Le regain de volatilité a boosté le LSE de plus de 10%

AWP

1 minutes de lecture

Le chiffre d’affaires de l’opérateur boursier a progressé de 13% à 520 millions de livres au premier trimestre.

Le groupe boursier britannique London Stock Exchange (LSE) a publié mardi un chiffre d’affaires en nette hausse au premier trimestre, sur fond de plus grande volatilité sur les marchés.

Le chiffre d’affaires a progressé de 13% à 520 millions de livres (593 millions d’euros) entre janvier et mars, a annoncé dans un communiqué le LSE, propriétaire de la Bourse de Londres et de Milan.

La croissance à données comparables, c’est-à-dire à périmètre constant et hors effet de change, a été également de 13%, signe que l’évolution de la livre n’a plus d’impact sur l’activité.

La baisse de la devise, qui a récemment repris de la vigueur, avait dopé l’an dernier les comptes du groupe en augmentant mécaniquement la valeur des résultats réalisés dans d’autres devises une fois convertis en livre.

«Nos principales activités se sont bien comportées, avec une solide croissance de FTSE Russell, LCH et l’activité de marchés de capitaux», relève David Warren, directeur général par intérim depuis le départ en novembre dernier du Français Xavier Rolet.

Les principales places financières, qui avaient bien démarré l’année, ont par la suite piqué du nez durant le premier trimestre, à l’image de la Bourse de Londres.
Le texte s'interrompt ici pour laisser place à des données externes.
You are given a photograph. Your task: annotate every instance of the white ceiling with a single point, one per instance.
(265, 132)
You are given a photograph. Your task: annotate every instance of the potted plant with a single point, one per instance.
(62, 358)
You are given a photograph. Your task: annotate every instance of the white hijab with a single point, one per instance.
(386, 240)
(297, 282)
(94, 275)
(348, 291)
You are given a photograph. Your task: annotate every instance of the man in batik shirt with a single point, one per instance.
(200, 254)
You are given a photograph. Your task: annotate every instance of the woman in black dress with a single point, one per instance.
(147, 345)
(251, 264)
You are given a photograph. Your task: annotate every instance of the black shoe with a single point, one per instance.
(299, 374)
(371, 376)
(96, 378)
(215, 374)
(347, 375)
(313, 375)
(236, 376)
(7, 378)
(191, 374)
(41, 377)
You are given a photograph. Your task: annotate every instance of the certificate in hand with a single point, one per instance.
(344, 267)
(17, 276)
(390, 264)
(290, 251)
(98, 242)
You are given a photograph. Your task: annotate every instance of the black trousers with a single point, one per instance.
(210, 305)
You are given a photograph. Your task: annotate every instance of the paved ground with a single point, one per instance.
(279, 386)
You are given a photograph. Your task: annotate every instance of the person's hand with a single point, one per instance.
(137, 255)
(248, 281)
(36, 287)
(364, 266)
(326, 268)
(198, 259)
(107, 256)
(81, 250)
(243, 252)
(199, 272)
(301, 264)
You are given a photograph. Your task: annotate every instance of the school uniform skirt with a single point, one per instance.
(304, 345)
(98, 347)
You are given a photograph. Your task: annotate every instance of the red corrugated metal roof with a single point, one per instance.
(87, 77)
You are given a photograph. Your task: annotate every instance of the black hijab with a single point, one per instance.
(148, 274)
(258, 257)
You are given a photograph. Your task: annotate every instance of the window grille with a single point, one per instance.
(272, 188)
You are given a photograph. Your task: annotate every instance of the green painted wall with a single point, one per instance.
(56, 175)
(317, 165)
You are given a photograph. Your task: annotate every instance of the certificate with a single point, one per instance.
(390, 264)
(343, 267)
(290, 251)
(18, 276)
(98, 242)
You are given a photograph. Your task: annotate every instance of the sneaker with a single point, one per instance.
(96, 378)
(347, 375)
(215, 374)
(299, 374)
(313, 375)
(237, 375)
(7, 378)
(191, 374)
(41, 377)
La hausse de la volatilité se traduit par une hausse des volumes d’échanges de produits financiers, ce qui est bénéfique aux opérateurs boursiers.

Sa branche d’information financière, la plus importante du LSE et qui regroupe la gamme d’indices FTSE Russell, a vu son chiffre d’affaires grimper de 16%.

Dans la compensation, activité qui garantit la réalisation des échanges sur les marchés, l’activité a progressé de 12%, grâce à sa filiale LCH et à l’essor des produits échangés de gré à gré.

L’activité de marchés de capitaux (introduction en Bourse, commissions boursières, etc) a grimpé de 14%, tandis que les services technologiques ont eux reculé de 37% en raison de cessions.

Le groupe publie ses chiffres d’activité un peu plus de dix jours après avoir annoncé le nom de son nouveau directeur général, qui prendra ses fonctions le 1er août prochain.

Il s’agit du banquier David Schwimmer, qui a passé l’essentiel de sa carrière au sein de l’américain Goldman Sachs et qui aura la lourde tâche de succéder à Xavier Rolet. Ce dernier, malgré l’échec de la fusion avec l’allemand Deutsche Börse, a fait du LSE l’un des poids lourds mondiaux du secteur durant ses plus de huit ans passés à la tête du groupe.